Pienso en cuentos famosos, y con eso no me refiero al de la Caperucita; A mí me gusta Borges y a Borges le gustaban: un cuento suyo que se llama El Sur (‘Nadie ignora que el Sur comienza empieza al otro lado dela calle Rivadavia’; algo de un gato enorme ‘que se dejaba acariciar como una divinidad desdeñosa’)… Lee uno esto y hay que tener morro, dicho mal y pronto, para escribir cuentos… regreso: a Borges también le gustaba un cuento de May Sinclair, que leo y releo, algo sobre el fantasma de Oscar Wilde, pero no le agarro el gusto.
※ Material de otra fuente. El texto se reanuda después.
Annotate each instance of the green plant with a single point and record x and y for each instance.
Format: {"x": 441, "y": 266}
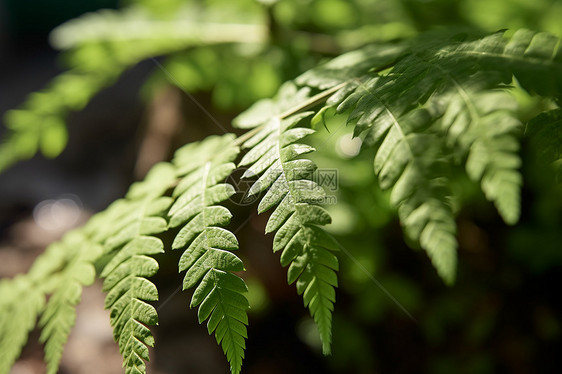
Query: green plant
{"x": 432, "y": 107}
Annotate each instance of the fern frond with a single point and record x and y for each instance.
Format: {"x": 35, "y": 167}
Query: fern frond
{"x": 21, "y": 301}
{"x": 545, "y": 133}
{"x": 127, "y": 230}
{"x": 534, "y": 58}
{"x": 60, "y": 313}
{"x": 207, "y": 258}
{"x": 486, "y": 132}
{"x": 297, "y": 218}
{"x": 410, "y": 160}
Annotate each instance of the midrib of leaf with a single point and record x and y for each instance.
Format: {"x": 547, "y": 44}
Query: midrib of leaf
{"x": 509, "y": 57}
{"x": 204, "y": 196}
{"x": 462, "y": 92}
{"x": 314, "y": 100}
{"x": 395, "y": 122}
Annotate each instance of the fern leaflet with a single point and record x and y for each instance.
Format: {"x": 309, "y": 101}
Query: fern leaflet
{"x": 60, "y": 313}
{"x": 207, "y": 258}
{"x": 131, "y": 243}
{"x": 297, "y": 218}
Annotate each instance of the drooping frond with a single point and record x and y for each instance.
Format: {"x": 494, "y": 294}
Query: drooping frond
{"x": 534, "y": 58}
{"x": 21, "y": 301}
{"x": 129, "y": 239}
{"x": 440, "y": 103}
{"x": 545, "y": 132}
{"x": 60, "y": 271}
{"x": 60, "y": 313}
{"x": 298, "y": 219}
{"x": 409, "y": 160}
{"x": 207, "y": 245}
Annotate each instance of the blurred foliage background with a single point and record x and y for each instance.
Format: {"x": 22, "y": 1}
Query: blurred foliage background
{"x": 142, "y": 77}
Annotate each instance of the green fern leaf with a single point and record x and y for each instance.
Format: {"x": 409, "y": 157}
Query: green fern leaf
{"x": 297, "y": 218}
{"x": 411, "y": 161}
{"x": 21, "y": 301}
{"x": 127, "y": 230}
{"x": 60, "y": 313}
{"x": 545, "y": 132}
{"x": 207, "y": 258}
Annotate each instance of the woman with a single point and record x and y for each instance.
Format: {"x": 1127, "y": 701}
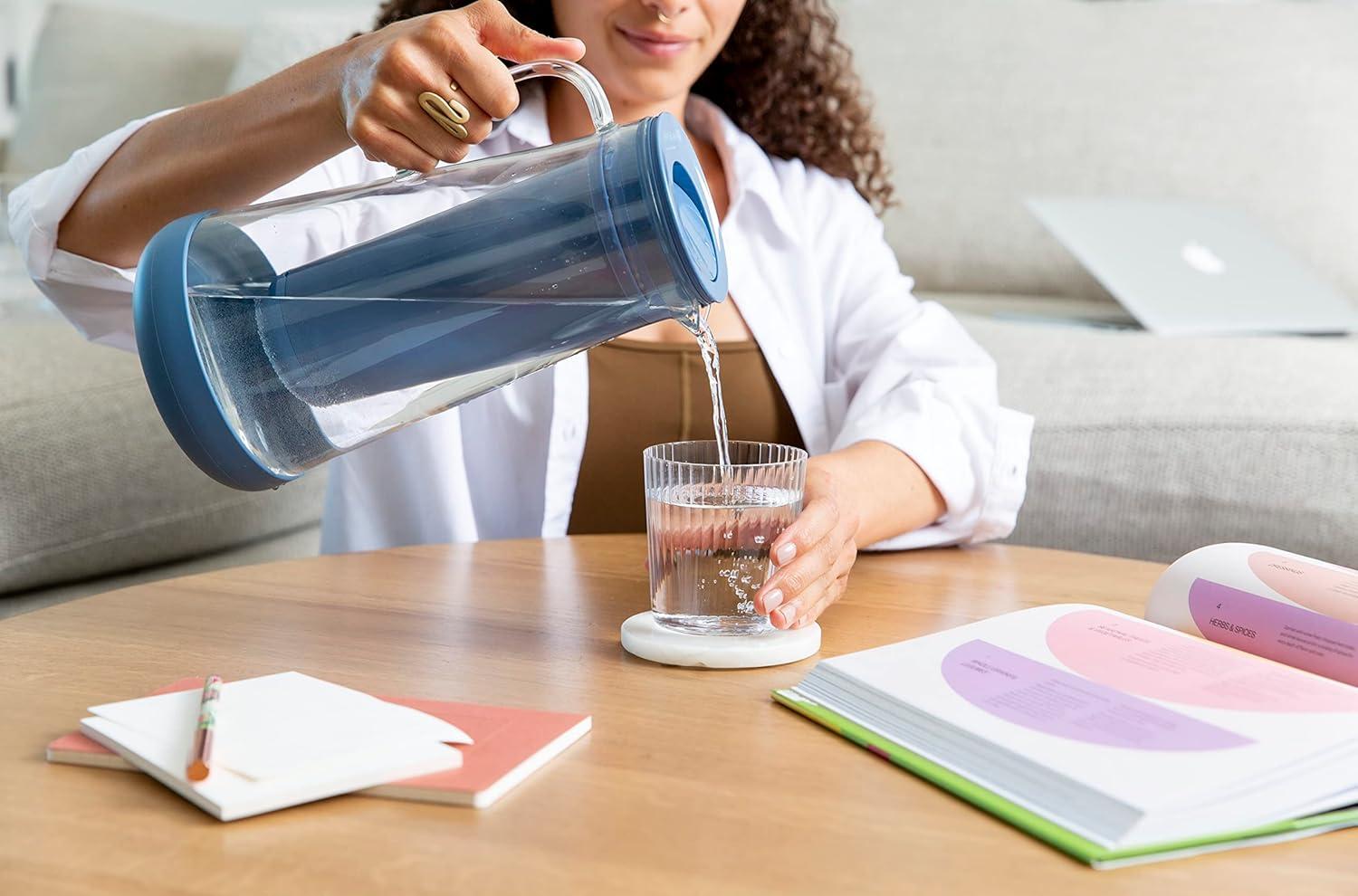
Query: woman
{"x": 894, "y": 401}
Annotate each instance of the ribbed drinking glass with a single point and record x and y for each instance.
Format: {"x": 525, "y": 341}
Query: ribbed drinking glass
{"x": 711, "y": 529}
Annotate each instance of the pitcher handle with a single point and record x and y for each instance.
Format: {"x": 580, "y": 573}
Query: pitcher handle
{"x": 600, "y": 113}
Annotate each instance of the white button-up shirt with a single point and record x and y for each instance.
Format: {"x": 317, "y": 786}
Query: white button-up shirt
{"x": 855, "y": 353}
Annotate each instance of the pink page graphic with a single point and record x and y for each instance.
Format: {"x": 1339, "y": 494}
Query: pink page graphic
{"x": 1056, "y": 702}
{"x": 1328, "y": 591}
{"x": 1138, "y": 657}
{"x": 1277, "y": 630}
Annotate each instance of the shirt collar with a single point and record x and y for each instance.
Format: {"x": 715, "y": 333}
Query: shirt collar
{"x": 750, "y": 176}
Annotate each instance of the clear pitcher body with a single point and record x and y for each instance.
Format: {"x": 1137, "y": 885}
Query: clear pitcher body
{"x": 282, "y": 334}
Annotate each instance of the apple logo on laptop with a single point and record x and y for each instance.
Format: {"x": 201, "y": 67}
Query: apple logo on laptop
{"x": 1202, "y": 260}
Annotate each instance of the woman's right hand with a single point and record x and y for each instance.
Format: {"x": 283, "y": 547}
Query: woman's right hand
{"x": 386, "y": 71}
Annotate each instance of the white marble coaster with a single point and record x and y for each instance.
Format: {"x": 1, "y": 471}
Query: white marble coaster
{"x": 646, "y": 638}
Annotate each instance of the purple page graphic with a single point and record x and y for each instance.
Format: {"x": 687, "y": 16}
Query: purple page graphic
{"x": 1056, "y": 702}
{"x": 1270, "y": 629}
{"x": 1143, "y": 659}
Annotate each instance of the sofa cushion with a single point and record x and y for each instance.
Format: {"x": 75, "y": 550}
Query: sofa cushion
{"x": 280, "y": 40}
{"x": 985, "y": 103}
{"x": 304, "y": 542}
{"x": 1149, "y": 447}
{"x": 95, "y": 70}
{"x": 90, "y": 480}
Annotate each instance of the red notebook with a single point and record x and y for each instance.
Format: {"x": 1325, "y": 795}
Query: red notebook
{"x": 510, "y": 746}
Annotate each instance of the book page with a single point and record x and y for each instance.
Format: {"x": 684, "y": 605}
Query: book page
{"x": 1281, "y": 605}
{"x": 1148, "y": 716}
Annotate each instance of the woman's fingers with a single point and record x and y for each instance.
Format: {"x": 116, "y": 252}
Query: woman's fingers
{"x": 453, "y": 54}
{"x": 803, "y": 581}
{"x": 424, "y": 130}
{"x": 833, "y": 591}
{"x": 815, "y": 521}
{"x": 383, "y": 144}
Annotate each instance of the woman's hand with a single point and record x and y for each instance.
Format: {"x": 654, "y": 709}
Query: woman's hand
{"x": 386, "y": 72}
{"x": 814, "y": 556}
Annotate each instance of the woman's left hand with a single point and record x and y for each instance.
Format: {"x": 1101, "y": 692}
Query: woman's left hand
{"x": 814, "y": 556}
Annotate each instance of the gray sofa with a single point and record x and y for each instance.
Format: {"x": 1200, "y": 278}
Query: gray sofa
{"x": 1145, "y": 447}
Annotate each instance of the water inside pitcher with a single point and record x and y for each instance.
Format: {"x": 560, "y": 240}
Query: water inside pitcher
{"x": 266, "y": 356}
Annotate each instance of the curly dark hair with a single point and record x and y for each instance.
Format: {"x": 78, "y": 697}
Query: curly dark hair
{"x": 784, "y": 78}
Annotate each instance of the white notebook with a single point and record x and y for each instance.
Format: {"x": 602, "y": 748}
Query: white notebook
{"x": 280, "y": 740}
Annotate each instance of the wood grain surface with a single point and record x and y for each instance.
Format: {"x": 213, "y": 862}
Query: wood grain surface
{"x": 693, "y": 781}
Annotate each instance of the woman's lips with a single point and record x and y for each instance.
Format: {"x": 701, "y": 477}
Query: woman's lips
{"x": 655, "y": 43}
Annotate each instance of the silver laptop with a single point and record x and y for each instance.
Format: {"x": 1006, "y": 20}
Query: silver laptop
{"x": 1187, "y": 268}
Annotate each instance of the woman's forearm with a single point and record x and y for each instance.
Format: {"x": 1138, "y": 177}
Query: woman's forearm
{"x": 883, "y": 485}
{"x": 219, "y": 154}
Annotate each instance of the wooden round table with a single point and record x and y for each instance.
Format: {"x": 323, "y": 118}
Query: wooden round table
{"x": 692, "y": 779}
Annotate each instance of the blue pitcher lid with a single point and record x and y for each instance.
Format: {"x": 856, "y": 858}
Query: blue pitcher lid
{"x": 692, "y": 234}
{"x": 174, "y": 367}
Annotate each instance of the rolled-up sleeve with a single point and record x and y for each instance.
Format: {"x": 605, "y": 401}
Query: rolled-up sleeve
{"x": 97, "y": 298}
{"x": 94, "y": 296}
{"x": 904, "y": 372}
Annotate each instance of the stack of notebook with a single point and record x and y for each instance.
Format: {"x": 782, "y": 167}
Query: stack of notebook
{"x": 287, "y": 739}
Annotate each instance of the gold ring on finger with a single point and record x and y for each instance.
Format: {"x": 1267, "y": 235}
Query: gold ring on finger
{"x": 448, "y": 113}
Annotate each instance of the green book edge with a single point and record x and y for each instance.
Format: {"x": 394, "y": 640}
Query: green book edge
{"x": 1043, "y": 828}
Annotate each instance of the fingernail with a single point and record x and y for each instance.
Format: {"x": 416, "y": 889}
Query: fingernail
{"x": 773, "y": 599}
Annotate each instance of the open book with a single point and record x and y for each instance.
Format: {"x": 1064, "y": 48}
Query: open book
{"x": 1228, "y": 717}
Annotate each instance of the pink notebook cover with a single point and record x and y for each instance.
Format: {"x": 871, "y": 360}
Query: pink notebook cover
{"x": 510, "y": 746}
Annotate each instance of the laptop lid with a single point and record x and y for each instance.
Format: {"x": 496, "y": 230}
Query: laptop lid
{"x": 1190, "y": 268}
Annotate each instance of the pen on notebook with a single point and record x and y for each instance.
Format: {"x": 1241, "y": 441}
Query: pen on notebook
{"x": 200, "y": 760}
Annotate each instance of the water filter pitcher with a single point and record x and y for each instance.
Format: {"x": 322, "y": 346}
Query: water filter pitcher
{"x": 268, "y": 356}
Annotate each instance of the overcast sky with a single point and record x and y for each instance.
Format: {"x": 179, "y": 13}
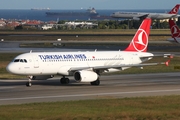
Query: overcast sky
{"x": 97, "y": 4}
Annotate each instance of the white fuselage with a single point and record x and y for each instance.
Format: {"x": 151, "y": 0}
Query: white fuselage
{"x": 176, "y": 39}
{"x": 51, "y": 63}
{"x": 134, "y": 15}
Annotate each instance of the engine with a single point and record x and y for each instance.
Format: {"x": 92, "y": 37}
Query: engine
{"x": 85, "y": 76}
{"x": 41, "y": 77}
{"x": 136, "y": 18}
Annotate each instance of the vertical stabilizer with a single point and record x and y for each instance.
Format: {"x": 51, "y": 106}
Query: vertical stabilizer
{"x": 175, "y": 9}
{"x": 139, "y": 42}
{"x": 175, "y": 32}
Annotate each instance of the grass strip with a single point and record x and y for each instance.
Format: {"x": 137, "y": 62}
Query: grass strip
{"x": 139, "y": 108}
{"x": 6, "y": 58}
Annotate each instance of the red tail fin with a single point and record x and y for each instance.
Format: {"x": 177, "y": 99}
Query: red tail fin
{"x": 175, "y": 32}
{"x": 140, "y": 41}
{"x": 175, "y": 9}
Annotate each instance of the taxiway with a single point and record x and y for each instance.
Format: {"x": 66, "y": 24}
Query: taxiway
{"x": 112, "y": 86}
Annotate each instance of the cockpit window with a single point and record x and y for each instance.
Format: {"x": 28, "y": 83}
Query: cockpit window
{"x": 20, "y": 60}
{"x": 16, "y": 60}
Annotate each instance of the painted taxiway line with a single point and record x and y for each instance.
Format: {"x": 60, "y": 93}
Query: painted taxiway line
{"x": 96, "y": 94}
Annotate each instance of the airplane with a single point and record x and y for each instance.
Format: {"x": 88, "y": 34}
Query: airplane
{"x": 141, "y": 15}
{"x": 175, "y": 32}
{"x": 85, "y": 66}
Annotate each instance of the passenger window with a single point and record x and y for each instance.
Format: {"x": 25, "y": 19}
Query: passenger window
{"x": 16, "y": 60}
{"x": 21, "y": 60}
{"x": 25, "y": 60}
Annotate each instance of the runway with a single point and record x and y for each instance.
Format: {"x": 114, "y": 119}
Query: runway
{"x": 112, "y": 86}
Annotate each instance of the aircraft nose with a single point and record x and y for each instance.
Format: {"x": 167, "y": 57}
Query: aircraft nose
{"x": 10, "y": 68}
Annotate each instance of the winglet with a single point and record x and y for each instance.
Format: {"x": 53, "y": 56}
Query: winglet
{"x": 174, "y": 29}
{"x": 175, "y": 9}
{"x": 139, "y": 42}
{"x": 167, "y": 63}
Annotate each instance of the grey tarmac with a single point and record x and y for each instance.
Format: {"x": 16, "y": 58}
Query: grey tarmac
{"x": 112, "y": 86}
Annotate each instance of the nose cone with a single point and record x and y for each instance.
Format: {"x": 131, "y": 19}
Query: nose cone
{"x": 8, "y": 68}
{"x": 11, "y": 68}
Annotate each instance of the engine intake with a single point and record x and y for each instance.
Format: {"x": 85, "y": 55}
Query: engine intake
{"x": 41, "y": 77}
{"x": 85, "y": 76}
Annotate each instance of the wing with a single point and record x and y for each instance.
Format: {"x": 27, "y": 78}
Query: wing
{"x": 143, "y": 16}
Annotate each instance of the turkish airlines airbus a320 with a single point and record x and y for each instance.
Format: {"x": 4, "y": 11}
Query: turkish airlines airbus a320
{"x": 141, "y": 15}
{"x": 84, "y": 66}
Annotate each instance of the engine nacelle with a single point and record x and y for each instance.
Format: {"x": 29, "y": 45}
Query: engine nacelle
{"x": 85, "y": 76}
{"x": 135, "y": 18}
{"x": 41, "y": 77}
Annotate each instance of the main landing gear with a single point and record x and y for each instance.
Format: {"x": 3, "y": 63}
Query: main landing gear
{"x": 29, "y": 84}
{"x": 64, "y": 80}
{"x": 97, "y": 82}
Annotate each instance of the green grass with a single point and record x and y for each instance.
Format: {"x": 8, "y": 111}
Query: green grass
{"x": 140, "y": 108}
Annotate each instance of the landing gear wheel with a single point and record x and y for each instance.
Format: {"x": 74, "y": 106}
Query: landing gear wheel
{"x": 28, "y": 84}
{"x": 64, "y": 80}
{"x": 97, "y": 82}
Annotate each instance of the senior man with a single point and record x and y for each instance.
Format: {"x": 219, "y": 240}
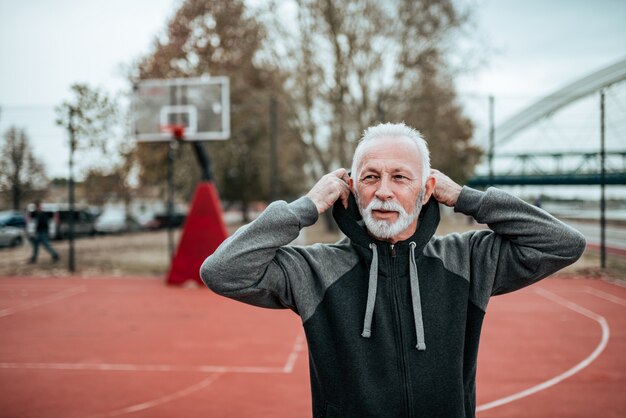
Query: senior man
{"x": 392, "y": 313}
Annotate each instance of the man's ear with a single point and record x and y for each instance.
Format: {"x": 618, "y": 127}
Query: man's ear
{"x": 429, "y": 188}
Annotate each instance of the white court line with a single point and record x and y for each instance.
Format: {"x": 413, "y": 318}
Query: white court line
{"x": 569, "y": 373}
{"x": 298, "y": 346}
{"x": 42, "y": 301}
{"x": 604, "y": 295}
{"x": 142, "y": 367}
{"x": 288, "y": 368}
{"x": 164, "y": 399}
{"x": 124, "y": 367}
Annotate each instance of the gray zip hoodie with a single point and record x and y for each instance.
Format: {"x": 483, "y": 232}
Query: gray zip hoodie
{"x": 392, "y": 330}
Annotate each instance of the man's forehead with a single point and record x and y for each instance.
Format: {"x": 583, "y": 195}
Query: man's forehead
{"x": 400, "y": 150}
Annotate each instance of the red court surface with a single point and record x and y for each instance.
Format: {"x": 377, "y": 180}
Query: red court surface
{"x": 139, "y": 348}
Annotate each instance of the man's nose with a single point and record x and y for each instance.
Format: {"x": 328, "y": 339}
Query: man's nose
{"x": 384, "y": 192}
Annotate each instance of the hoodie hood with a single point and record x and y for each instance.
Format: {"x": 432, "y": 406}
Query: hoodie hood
{"x": 348, "y": 221}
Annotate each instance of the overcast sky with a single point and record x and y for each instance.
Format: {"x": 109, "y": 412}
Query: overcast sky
{"x": 46, "y": 45}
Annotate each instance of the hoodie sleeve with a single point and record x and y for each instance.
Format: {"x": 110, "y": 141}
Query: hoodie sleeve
{"x": 253, "y": 266}
{"x": 525, "y": 243}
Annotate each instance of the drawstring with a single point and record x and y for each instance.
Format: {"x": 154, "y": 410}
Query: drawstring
{"x": 415, "y": 296}
{"x": 371, "y": 293}
{"x": 417, "y": 303}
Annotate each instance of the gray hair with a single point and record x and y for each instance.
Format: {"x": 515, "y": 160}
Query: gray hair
{"x": 392, "y": 130}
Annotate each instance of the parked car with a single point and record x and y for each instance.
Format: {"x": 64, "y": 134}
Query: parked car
{"x": 116, "y": 221}
{"x": 59, "y": 218}
{"x": 161, "y": 220}
{"x": 12, "y": 228}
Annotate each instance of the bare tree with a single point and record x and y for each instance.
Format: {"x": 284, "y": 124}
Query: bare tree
{"x": 21, "y": 173}
{"x": 351, "y": 63}
{"x": 89, "y": 119}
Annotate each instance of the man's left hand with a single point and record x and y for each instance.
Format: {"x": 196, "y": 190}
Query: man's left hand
{"x": 446, "y": 191}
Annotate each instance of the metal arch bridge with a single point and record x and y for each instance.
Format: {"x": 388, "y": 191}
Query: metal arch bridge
{"x": 546, "y": 168}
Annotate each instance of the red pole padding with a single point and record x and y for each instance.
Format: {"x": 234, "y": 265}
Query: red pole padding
{"x": 203, "y": 232}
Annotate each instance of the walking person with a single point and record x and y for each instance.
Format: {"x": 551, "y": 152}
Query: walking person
{"x": 41, "y": 220}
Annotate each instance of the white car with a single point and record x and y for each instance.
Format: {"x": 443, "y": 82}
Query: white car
{"x": 12, "y": 224}
{"x": 11, "y": 236}
{"x": 115, "y": 221}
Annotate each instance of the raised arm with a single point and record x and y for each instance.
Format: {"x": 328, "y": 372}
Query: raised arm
{"x": 525, "y": 243}
{"x": 255, "y": 265}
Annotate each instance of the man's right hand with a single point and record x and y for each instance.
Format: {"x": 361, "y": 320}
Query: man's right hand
{"x": 333, "y": 186}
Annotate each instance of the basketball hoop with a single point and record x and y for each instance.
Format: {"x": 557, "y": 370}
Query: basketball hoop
{"x": 177, "y": 131}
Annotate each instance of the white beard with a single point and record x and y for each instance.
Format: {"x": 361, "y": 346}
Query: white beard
{"x": 383, "y": 229}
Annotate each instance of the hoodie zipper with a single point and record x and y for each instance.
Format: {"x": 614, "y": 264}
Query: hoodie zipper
{"x": 403, "y": 359}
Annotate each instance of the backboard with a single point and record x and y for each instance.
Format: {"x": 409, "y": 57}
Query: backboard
{"x": 201, "y": 105}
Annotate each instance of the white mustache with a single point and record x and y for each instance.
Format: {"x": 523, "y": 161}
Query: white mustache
{"x": 376, "y": 204}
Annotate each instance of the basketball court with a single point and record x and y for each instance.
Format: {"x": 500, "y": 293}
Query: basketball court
{"x": 136, "y": 347}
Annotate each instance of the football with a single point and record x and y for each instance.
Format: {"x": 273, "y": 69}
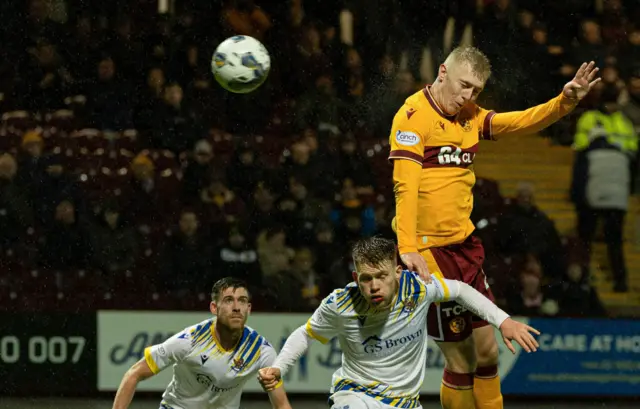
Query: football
{"x": 241, "y": 64}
Daniel Sada decía que el cuentista favorito de Rulfo era el doctor Guimarães Rosa, que tiene un cuento fenomenal, de uno de esos sujetos que me gustan tanto: gente que ya estaba loca desde antes, supongo, pero que un día decide salir del clóset de la normalidad y comportarse como un chalado; ‘La tercera orilla del río’, cuenta de un tipo que un día decide irse de su casa; pero no para comprar cigarrillos como Harry ‘Conejo’ Angstrom, el de Updike, que va al estanco y ya no vuelve: ni como mi orate favorito, el de Perec, que en ‘La vida, Instrucciones de uso’, sufre una ‘especie de neurastenia’ y en ‘El hombre que duerme’, sin siquiera tener que pretextar un colapso, decide encerrarse en una buhardilla, si mal no recuerdo en la Rue Saint-Honoré, en el distrito VIII de París; el loco de Guimarães decide dejar su casa y vivir en una canoa en medio de un río que pasa cerca de su casa. Genial, pero aterrador si uno pretende escribir un cuento.
Leo por allí que los nacidos después del 94, la generación ya no me acuerdo qué, tienen una capacidad de concentración de 8 segundos; los entiendo, ustedes habrán notado, que tengo yo tengo la memoria de un cangrejo; y no es que los cangrejos caminen para atrás, sino, que acabo de descubrir, tienen los ojos en la parte de atrás de su cabeza; su cabeza que es su cuerpo.
¿Ya entienden porque un cuento me es materia vedada?
Y es que el asunto es que hojeando libros, buscando una idea, un fulgor, una frase que me de la nota, voy del ensayo de Eco sobre Clagiostro, a la aridez de su ‘Sobre la literatura’, a la compilación de Auster de los cuentos de sus oyentes (‘Creí que mi padre era Dios’), a un cuentito afortunado de un tal Clayton Eshleman, de Ypsilanti, Michigan (que luego me entero tradujo a Vallejo al inglés), y de ahí al poeta Huncke, qué perteneció y nombró a los Beat, hasta llegar irremediablemente a su ‘Carta a papá’, que es desgarradora y que me indica que irremediablemente comencé buscando cuentos y encontré poemas, que es como ir a buscar estaño y encontrar diamantes.
Pero desafortunadamente de eso ya no puedo hablar, por pudor, porque ya me salté el episodio de Milosz y Gombrowicz que iba a escribir aquí, porque si persisto seguiré divagando, y porque ya ocupé el espacio que me dan los editores.